Pada 2024, Pusat Pelaporan dan Analisis Transaksi Keuangan (PPATK) mencatat setidaknya 182 kasus penipuan terkait konser yang dilaporkan, dengan total transaksi mencurigakan mencapai Rp2,3 miliar. Angka ini melonjak signifikan dari 119 kasus di tahun 2022, dengan transaksi mencurigakan mencapai Rp735 juta. Merespons hal ini, musisi Ananda Badudu dari kelompok musik Banda Neira, mengatakan bahwa penggunaan bot untuk beli tiket konser adalah contoh pemanfaatan teknologi untuk tujuan yang salah. Penggunaan bot juga merugikan industri musik dan publik.
Menurutnya, dana dari konsumen seharusnya dimanfaatkan untuk menutup produksi atau memberi profit bagi promotor dan artis untuk menjamin perputaran dan kesinambungan industri, tapi calo menggiringnya ke luar ekosistem sehingga merugikan stakeholder utama dalam industri yakni konsumen, artis, dan promotor. "Bot sangat merugikan publik karena orang yang benar-benar hendak membeli tiket atau ikut war tiket akan kalah oleh bot yang dioperasikan oleh calo yang akan menjual ulang tiket dengan harga yang lebih mahal," kata Ananda dalam keterangan tertulis, dikutip pada Ahad (9/3/2025).

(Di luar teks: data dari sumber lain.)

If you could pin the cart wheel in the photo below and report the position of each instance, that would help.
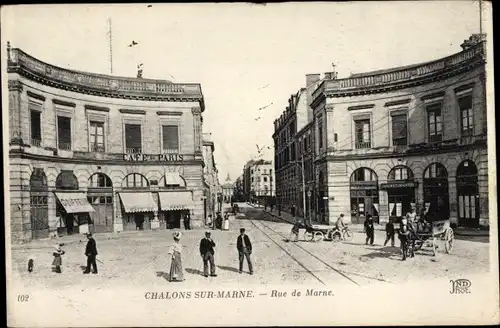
(318, 236)
(448, 243)
(348, 235)
(434, 246)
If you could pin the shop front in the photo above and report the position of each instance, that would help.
(174, 205)
(468, 194)
(138, 210)
(364, 195)
(436, 194)
(400, 189)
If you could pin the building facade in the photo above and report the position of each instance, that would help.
(107, 153)
(414, 136)
(294, 153)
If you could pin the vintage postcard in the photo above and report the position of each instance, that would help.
(243, 164)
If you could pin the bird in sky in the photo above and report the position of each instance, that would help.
(261, 108)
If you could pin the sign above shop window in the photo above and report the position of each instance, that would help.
(399, 184)
(153, 157)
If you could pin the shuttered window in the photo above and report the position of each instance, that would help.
(399, 130)
(170, 138)
(133, 138)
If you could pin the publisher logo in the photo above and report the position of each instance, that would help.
(460, 286)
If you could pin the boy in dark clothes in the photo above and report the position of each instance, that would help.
(389, 231)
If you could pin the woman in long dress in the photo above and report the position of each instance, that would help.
(176, 272)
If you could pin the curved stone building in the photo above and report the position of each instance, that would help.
(101, 153)
(389, 140)
(405, 137)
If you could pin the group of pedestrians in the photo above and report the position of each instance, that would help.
(207, 253)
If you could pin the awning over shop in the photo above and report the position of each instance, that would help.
(176, 200)
(138, 202)
(74, 202)
(174, 178)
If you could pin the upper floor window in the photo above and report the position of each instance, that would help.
(434, 123)
(399, 130)
(170, 138)
(133, 139)
(36, 127)
(362, 130)
(466, 116)
(64, 133)
(96, 136)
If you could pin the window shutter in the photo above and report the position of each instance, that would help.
(170, 137)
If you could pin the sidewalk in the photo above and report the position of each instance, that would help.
(459, 231)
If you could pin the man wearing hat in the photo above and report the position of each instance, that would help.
(91, 253)
(207, 254)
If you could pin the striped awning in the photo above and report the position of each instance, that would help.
(138, 202)
(176, 200)
(74, 202)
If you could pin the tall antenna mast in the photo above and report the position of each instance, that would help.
(110, 41)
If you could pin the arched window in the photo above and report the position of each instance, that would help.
(363, 174)
(435, 170)
(400, 172)
(66, 180)
(100, 180)
(135, 180)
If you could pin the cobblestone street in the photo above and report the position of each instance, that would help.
(135, 258)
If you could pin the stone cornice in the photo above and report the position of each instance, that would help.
(100, 84)
(63, 103)
(35, 95)
(168, 113)
(96, 108)
(358, 107)
(405, 77)
(132, 111)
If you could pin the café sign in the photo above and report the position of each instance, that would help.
(153, 157)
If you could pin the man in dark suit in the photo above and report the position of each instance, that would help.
(91, 253)
(244, 250)
(207, 254)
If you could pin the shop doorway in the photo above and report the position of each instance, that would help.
(468, 194)
(364, 195)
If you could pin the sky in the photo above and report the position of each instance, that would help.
(245, 56)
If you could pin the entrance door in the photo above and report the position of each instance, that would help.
(39, 216)
(103, 216)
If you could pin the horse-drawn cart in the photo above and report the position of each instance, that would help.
(428, 234)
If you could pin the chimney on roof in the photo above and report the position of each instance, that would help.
(311, 79)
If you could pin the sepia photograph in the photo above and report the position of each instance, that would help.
(248, 164)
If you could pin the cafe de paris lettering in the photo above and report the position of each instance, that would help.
(153, 157)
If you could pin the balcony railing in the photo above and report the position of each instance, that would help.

Untuk menekan praktik kecurangan ini, Tools for Humanity, sebuah perusahaan teknologi global, menghadirkan teknologi Proof of Human (PoH) melalui World. Teknologi ini dirancang untuk memastikan bahwa hanya manusia asli, bukan bot, yang dapat membeli tiket konser. Teknologi PoH mengintegrasikan langkah-langkah verifikasi yang mengharuskan pengguna membuktikan identitas mereka sebagai manusia asli secara anonim melalui verifikasi iris mata menggunakan Orb.
Hal ini dinilai tidak hanya akan melindungi para penggemar musik dari praktik percaloan dan penipuan tiket, tetapi juga memungkinkan penyelenggara atau promotor acara untuk mendapatkan data penjualan yang lebih akurat. General Manager Tools for Humanity Indonesia, Wafa Taftazani, menilai Proof of Human bukan sekadar solusi teknologi, tetapi juga sebuah langkah nyata untuk membangun ekosistem digital yang lebih adil dan aman bagi semua orang, termasuk komunitas musik di Indonesia.
“Kami percaya bahwa dengan mengadopsi teknologi ini, para penggemar musik nantinya dapat terlindungi dari penipuan dan pada akhirnya mendukung pertumbuhan industri musik yang lebih sehat,” kata dia.